Unconscionability, Severance, PAGA, Claim Preclusion: Second District Div 7 Holds Arbitration Agreement, Permeated With Substantive Unconscionability, Is Unenforceable
Trial Judge No. 1 Found The Arbitration Agreement Enforceable, No. 2 Found It Enforceable, And Court Of Appeal Agreed With No. 2.
Chris Mills sued his former employer for disability discrimination and related employment claims. Employer FSG successfully enforced an arbitration agreement, the trial judge holding unconscionable provisions in the agreement were severable. An appeal followed, but that appeal is not the subject of this post. Mills also filed a class action lawsuit for labor law violations, including PAGA claims, and FSG again moved to compel arbitration, but in front of a different trial judge. Despite the fact that the arbitration provision under consideration was the same in both lawsuits, the second judge found the arbitration provision to be permeated by unconscionability, and refused to enforce it. The second judge's order is the subject of FSG's appeal. Chris Mills v. Facility Solutions Group, Inc., B313943 (2/7 11/1/22) (Feuer, Perluss, Segal).
Of course, FSG argued claim or issue preclusion required trial judge No. 2 to accept the ruling of trial judge No. 1, who found the arbitration agreement to be enforceable. But there had been no final adjudication on the merits, because an order granting a motion to compel arbitration is not appealable, and review of the order must await appeal of the judgment confirming an arbitration award. [Note: our sidebar category is collateral estoppel/res judicata, admittedly no longer the favored terms of art, having been replaced by claim and issue preclusion.]
The agreement, being a condition of employment, was adhesive and had aspects of procedural unconscionability. The arbitration agreement was also substantively unconscionable because it unfairly allocated costs and attorney fees to the employee, limited discovery, improperly barred tolling of the statute of limitations, and included an invalid waiver of representative PAGA claims.

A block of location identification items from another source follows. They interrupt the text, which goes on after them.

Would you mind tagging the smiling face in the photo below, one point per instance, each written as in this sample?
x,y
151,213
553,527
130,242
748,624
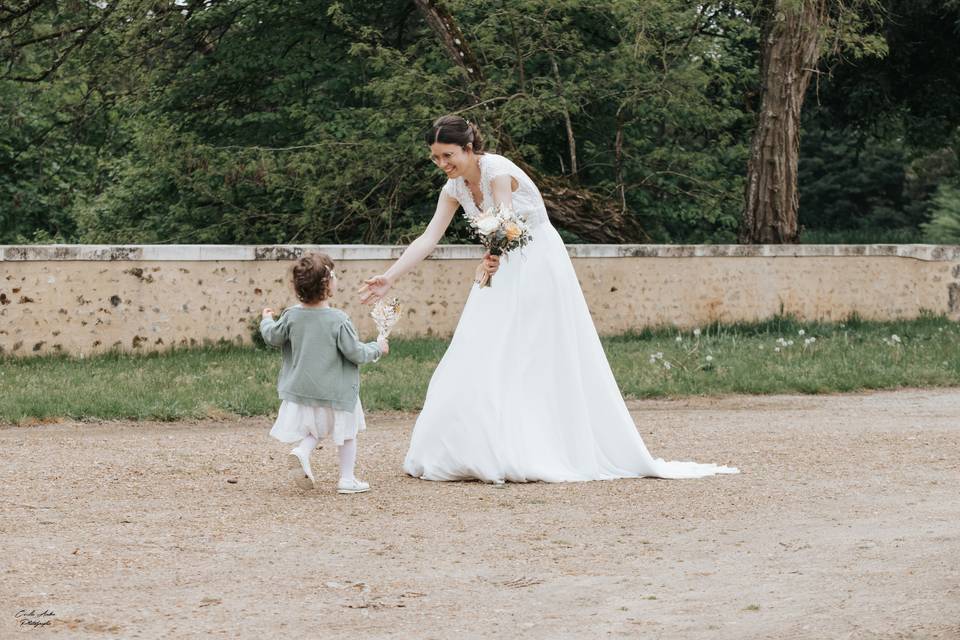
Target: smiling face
x,y
452,159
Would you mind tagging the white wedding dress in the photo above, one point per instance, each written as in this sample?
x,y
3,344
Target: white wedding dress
x,y
524,391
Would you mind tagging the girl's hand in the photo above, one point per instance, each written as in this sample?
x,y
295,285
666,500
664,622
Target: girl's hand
x,y
374,288
491,263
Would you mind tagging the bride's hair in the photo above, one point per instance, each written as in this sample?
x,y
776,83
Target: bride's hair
x,y
455,130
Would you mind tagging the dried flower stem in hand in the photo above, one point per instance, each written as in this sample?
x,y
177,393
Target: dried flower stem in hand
x,y
385,314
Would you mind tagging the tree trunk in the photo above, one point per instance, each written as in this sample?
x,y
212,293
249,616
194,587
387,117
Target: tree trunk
x,y
590,216
791,49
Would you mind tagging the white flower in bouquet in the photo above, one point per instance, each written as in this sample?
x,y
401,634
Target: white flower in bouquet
x,y
501,230
385,315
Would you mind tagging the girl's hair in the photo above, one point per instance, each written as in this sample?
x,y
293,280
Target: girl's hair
x,y
455,130
311,277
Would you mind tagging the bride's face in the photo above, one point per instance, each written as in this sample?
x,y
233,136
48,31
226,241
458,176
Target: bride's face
x,y
452,159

The last point, regarding invalid waiver of representative PAGA claims, is interesting in light of the SCOTUS ruling in Moriana v. Viking River Cruises, holding that California law invalidating contractual waivers of the right to assert representative claims under PAGA is preempted by the FAA, insofar as PAGA precludes division of actions into individual and representative claims. Because the court in Mills, however, did not require Mills to arbitrate, there was no need to divide his individual and representative claims: both could be litigated. Justice Feuer sides with Justice Sotomayor's concurring opinion in Moriana that even if the employee is required to arbitrate individual claims, under California law, the employee still has standing to bring a representative action. However, Justice Feuer does not need to decide the issue of standing, since Mills was not required to arbitrate.

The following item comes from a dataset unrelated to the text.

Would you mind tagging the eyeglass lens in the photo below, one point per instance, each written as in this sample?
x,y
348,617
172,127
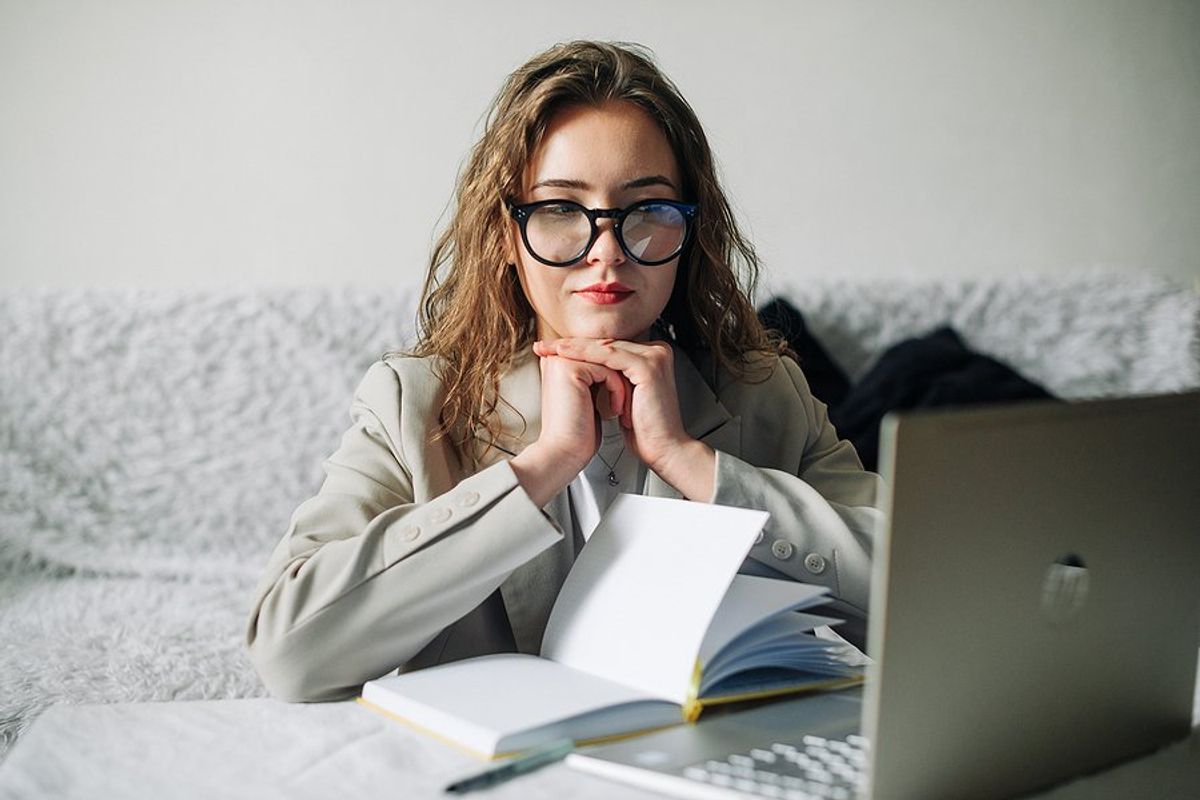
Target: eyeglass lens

COMMENT: While acknowledging that there is no per se rule that severance can never be used if there is more than one item of substantive unconscionability, Justice Feuer explains why, as a matter of policy, the court should not sever and rewrite the contract here: "[U]pholding this type of agreement with multiple unconscionable terms would create an incentive for an employer to draft a one-sided arbitration agreement in the hope employees would not challenge the unlawful provisions, but if they do, the court would simply modify the agreement to include the bilateral terms the employer should have included in the first place."